The Roberts Court: The Struggle for the Constitution (9 page)

The Center for Individual Rights, a non-profit, libertarian public interest law firm, had challenged the Michigan policies. It also had taken the lead in challenging the use of a race-conscious admissions policy at the University of Washington—the same case that Michael Madden,
lawyer for the Seattle School District, was defending when the school district turned to him for advice on its school assignment plan. To this day, the center concentrates its efforts on getting “the government out of the business of classifying citizens by race,” among other goals.

The Michigan cases—
Grutter v. Bollinger
and
Gratz v. Bollinger
—were not the first time the Supreme Court had examined affirmative action in higher education enrollment. The Burger Court, in a highly fractured ruling in 1978, struck down what a majority found to be racial quotas in the admissions policy at the University of California, Davis, medical school. Allan Bakke, a white applicant who was twice denied admission to the medical school despite better grades and test scores than successful minority applicants, charged the school with reverse discrimination. The medical school reserved sixteen spots for minority students out of a total limited enrollment of one hundred annually.

Justice Lewis F. Powell Jr., the courtly, southern lawyer appointed to the Court by Richard Nixon, who was considered the center or swing vote on the Court, wrote what is known as the controlling opinion in
Regents of the University of California v. Bakke
. Racial and ethnic classifications of any sort, he said, are inherently suspect and call for the most exacting judicial scrutiny. The goal of achieving a diverse student body is sufficiently compelling to justify consideration of race in admissions decisions under some circumstances, he explained, but this special admissions program, which foreclosed consideration to persons like Bakke, was unnecessary to achieve that compelling goal.

Crucial to the pending Michigan cases was Powell’s view of a university’s compelling interest in a diverse student body. “This clearly is a constitutionally permissible goal for an institution of higher education,” he wrote. “Academic freedom, though not a specifically enumerated constitutional right, long has been viewed as a special concern of the First Amendment. The freedom of a university to make its own judgments as to education includes the selection of its student body.”

And as a concurring justice, Harry Blackmun, wrote: “In order to get beyond racism, we must first take account of race.”

The high stakes in the
Bakke
case were reflected in the blizzard of amicus—friend of the court—briefs filed by civil rights, educational, medical, business, ethnic, law enforcement, and political organizations. Twenty-five years later, a similar blizzard engulfed the two Michigan cases in which the university and law school defended their admissions policies as narrowly tailored to achieve their compelling interest in a diverse student body.

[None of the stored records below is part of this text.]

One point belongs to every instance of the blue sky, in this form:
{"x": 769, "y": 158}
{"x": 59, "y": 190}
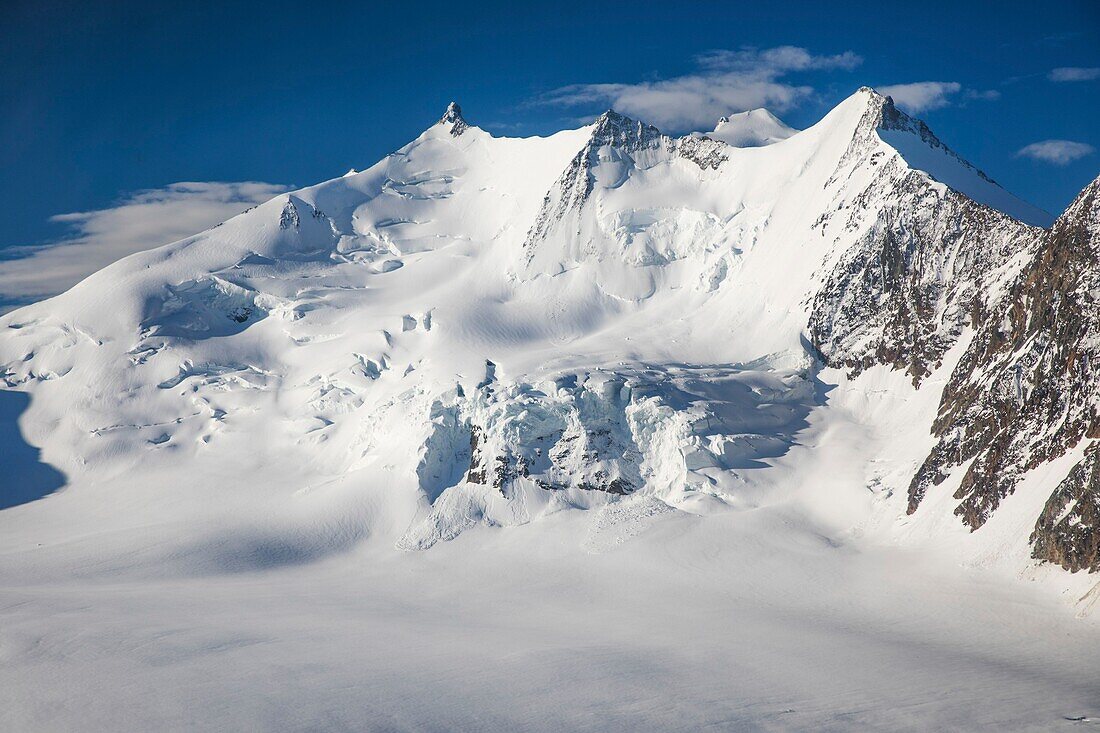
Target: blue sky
{"x": 106, "y": 99}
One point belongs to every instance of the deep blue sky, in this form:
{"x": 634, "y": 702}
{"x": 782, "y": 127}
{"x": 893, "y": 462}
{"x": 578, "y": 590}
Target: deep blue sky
{"x": 105, "y": 98}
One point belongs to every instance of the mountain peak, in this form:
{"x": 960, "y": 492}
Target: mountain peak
{"x": 453, "y": 117}
{"x": 619, "y": 130}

On June 23, 2003, three days before the Washington Supreme Court ruled in favor of the Seattle School District, the decisions in the Michigan cases came down.

In the law school case, a 5–4 majority, led by Justice Sandra Day O’Connor, held that a diverse student body was a compelling government interest and that the law school admissions program was narrowly tailored to achieve that goal. The program used race as one of many factors, not the dominant factor, in an individualized review of each applicant.

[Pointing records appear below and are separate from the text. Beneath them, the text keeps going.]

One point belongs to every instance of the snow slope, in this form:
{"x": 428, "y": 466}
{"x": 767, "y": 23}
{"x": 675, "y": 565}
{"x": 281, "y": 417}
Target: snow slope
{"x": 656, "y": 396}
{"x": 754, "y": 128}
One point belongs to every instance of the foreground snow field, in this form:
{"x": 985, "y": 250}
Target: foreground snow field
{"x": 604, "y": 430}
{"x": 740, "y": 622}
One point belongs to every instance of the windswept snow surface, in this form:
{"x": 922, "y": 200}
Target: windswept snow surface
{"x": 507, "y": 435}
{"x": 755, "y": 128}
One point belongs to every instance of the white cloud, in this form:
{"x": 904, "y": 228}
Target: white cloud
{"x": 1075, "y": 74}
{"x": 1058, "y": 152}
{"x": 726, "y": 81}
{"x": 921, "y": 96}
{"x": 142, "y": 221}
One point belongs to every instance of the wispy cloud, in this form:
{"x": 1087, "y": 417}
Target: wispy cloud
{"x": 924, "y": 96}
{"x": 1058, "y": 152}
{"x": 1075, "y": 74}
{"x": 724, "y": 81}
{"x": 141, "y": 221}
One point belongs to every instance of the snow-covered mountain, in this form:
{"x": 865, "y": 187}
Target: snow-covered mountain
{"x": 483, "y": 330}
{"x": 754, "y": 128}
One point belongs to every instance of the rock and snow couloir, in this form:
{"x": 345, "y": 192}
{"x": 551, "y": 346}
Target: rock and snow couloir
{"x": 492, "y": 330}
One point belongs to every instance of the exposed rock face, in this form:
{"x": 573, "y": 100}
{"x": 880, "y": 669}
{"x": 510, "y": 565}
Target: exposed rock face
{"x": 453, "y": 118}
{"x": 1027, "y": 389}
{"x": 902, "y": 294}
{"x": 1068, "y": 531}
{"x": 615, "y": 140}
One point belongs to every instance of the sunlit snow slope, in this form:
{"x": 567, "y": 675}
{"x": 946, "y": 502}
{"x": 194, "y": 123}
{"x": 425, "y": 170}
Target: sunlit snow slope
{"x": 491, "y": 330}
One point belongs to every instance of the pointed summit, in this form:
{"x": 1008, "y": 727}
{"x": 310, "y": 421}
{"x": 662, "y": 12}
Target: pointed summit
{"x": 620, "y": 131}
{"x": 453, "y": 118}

O’Connor wrote: “In the context of its individualized inquiry into the possible diversity contributions of all applicants, the Law School’s race-conscious admissions program does not unduly harm nonminority applicants.”

But a 6–3 majority, led by Chief Justice William Rehnquist, held that the university’s undergraduate admissions program failed the narrow tailoring test because it automatically assigned a number of points to a candidate based on the person’s race, which could determine admission, and the university did not give an individualized assessment of each applicant.

Anti–affirmative action activists viewed the Michigan decisions as a “total defeat,” and some in the movement said it would take a future and different Supreme Court to put teeth into the scrutiny of race-conscious programs that the Constitution demanded.

With the Michigan cases decided, the Louisville and Seattle lawsuits moved forward in the federal courts. In December 2003, federal Judge Heyburn held the trial in the Louisville lawsuit. That same month, the
PICS parents, having lost in the Washington Supreme Court, went back to the same three-judge, federal appellate panel that had ruled in their favor more than a year earlier.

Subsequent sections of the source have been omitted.